In situ gene tagging of cmr-2α. (A) Schematic of in situ gene tagging strategy. The protospacer is underlined in which the TGA stop codon of cmr-2α is indicated with an asterisk. Mismatches between the 3-flanking DNA stretch of the protospacer and the 5′ repeat handle of the crRNA facilitate DNA interference to the wild-type cells by Type III-B Cmr-α as experimentally demonstrated previously (36). Insertion of 6x His codons in the middle of the protospacer yields a non-target cmr-2α gene. Therefore, cells that carry His-tagged cmr-2α gene are devoid of the DNA interference and selectively retained. (B) PCR screening of cmr-2α-His recombinants generated with S. islandicus Δcas3. Primers F3 is specific for genome DNA while R3 contains the 18 nt encoding the 6xHis tag. All 12 tested strains carry the in situ tagged gene. (C) Representative chromatographs of the sequencing results of the wild-type cmr-2α and cmr-2α-His recombinants.
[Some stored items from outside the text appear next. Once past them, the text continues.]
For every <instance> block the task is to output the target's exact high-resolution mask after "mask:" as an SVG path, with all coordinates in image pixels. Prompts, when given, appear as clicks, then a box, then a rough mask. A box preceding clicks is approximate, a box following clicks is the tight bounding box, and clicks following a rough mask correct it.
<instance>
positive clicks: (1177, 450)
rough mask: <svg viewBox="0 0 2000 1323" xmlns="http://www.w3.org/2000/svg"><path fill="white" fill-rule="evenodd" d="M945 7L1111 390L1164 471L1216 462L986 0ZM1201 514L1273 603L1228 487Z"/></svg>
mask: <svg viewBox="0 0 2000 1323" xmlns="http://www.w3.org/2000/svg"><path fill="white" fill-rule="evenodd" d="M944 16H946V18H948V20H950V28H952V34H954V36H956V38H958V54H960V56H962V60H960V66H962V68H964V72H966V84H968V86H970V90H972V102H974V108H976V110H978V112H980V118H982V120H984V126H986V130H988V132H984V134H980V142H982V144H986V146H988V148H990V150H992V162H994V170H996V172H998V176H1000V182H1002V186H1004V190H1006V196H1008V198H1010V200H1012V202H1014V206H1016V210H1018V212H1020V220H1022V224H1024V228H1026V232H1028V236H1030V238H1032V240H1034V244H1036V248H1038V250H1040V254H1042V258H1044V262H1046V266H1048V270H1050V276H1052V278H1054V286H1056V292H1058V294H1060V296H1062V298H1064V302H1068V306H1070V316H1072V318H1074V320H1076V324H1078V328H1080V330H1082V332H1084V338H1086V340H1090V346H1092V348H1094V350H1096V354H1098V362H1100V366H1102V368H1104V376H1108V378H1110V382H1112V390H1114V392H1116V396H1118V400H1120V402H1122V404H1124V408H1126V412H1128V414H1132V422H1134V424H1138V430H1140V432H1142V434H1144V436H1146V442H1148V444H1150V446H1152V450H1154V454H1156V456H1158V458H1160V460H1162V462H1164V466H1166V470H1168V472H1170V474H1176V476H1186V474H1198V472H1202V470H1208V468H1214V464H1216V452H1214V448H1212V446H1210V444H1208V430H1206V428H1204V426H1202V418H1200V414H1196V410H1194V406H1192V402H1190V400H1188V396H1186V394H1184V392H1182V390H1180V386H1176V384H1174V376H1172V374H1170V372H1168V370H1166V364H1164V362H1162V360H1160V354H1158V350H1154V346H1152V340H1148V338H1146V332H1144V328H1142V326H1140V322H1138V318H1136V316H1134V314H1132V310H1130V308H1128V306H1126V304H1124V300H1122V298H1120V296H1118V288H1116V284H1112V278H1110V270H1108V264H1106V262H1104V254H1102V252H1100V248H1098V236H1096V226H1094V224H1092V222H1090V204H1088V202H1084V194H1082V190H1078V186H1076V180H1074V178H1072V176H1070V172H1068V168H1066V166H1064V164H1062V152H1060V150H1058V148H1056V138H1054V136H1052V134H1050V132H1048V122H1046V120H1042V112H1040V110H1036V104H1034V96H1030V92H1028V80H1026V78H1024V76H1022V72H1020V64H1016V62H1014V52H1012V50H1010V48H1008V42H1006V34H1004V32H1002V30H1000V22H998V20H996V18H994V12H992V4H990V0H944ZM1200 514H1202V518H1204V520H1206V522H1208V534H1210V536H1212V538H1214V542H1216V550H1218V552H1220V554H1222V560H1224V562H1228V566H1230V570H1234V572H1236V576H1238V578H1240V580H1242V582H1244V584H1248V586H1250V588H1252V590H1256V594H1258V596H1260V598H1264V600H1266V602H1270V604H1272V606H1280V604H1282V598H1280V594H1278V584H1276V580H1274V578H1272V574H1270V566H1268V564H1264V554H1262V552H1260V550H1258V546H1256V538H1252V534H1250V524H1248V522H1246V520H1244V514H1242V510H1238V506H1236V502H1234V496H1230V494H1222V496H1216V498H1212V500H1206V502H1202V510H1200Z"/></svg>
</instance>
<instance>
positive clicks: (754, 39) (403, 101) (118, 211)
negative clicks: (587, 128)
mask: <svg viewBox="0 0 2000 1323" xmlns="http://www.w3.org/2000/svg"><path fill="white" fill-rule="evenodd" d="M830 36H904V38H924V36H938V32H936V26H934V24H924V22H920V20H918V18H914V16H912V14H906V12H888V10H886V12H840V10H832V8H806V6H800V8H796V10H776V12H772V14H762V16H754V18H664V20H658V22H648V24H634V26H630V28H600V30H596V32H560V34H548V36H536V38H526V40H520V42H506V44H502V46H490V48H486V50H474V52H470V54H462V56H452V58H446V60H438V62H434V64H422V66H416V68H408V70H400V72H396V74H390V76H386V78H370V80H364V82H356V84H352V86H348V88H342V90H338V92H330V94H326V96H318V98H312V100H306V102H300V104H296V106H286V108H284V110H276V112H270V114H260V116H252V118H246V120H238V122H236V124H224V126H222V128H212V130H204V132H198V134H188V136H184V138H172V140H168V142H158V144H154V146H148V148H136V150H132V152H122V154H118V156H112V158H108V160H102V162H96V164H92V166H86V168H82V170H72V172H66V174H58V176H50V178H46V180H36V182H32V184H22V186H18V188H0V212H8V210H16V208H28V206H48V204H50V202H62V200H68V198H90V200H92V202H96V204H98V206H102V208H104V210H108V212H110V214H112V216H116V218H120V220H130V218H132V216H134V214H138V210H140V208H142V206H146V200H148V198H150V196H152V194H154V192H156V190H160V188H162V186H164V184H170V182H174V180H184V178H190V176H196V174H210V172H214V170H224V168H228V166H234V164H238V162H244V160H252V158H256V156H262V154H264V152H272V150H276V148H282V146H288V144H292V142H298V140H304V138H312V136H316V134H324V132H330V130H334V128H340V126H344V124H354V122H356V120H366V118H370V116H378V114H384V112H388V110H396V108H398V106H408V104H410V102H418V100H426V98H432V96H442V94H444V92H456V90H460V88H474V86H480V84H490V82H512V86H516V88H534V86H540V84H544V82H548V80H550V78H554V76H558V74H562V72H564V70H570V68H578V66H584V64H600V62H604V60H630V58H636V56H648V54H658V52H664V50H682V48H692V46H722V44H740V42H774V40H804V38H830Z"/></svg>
Precise insertion of His-tag coding sequence (highlighted in blue) in front of the stop codon was observed in all analyzed strains. (D) Co-purification of the Cmr-α complex by nickel affinity chromatography purification of His-tagged Cmr-2α. Proteins were stained with Silver staining. (E) Western analysis of His-tagged Cmr-2α using antibody specifically recognizes the His-tag peptide. A peptide of the predicted size is hybridized. The DNA replication protein PCNA3 was used as a reference.

Figure 4.

Mutagenesis of cmr-2α HD domain. (A) A sequence alignment of the N-termini of S. islandicus Cmr-2α (SiRe-0894), Cmr-2β (SiRe-0598) and its Pyrococcus furiosus homolog PF1129. Four conserved amino acids were chosen for constructing substitution mutations (indicated with red asterisks). (B) Schematic of the mutagenic strategy. The I-A target site is underlined and bases highlighted in red are to be mutated whereas bases highlighted in blue represent mutated bases present in DNA donor. The donor DNA containing mutations on the PAM and/or the seed sequence that inactivate the Type I-A DNA interference activity is provided for recombination. (C) Chromatographs of the sequencing results for the three types of cmr-2α mutant. Sequencing of seven transformants yielded three different types of mutant, carrying either HD mutation, or HD+K mutation or all four designed mutations.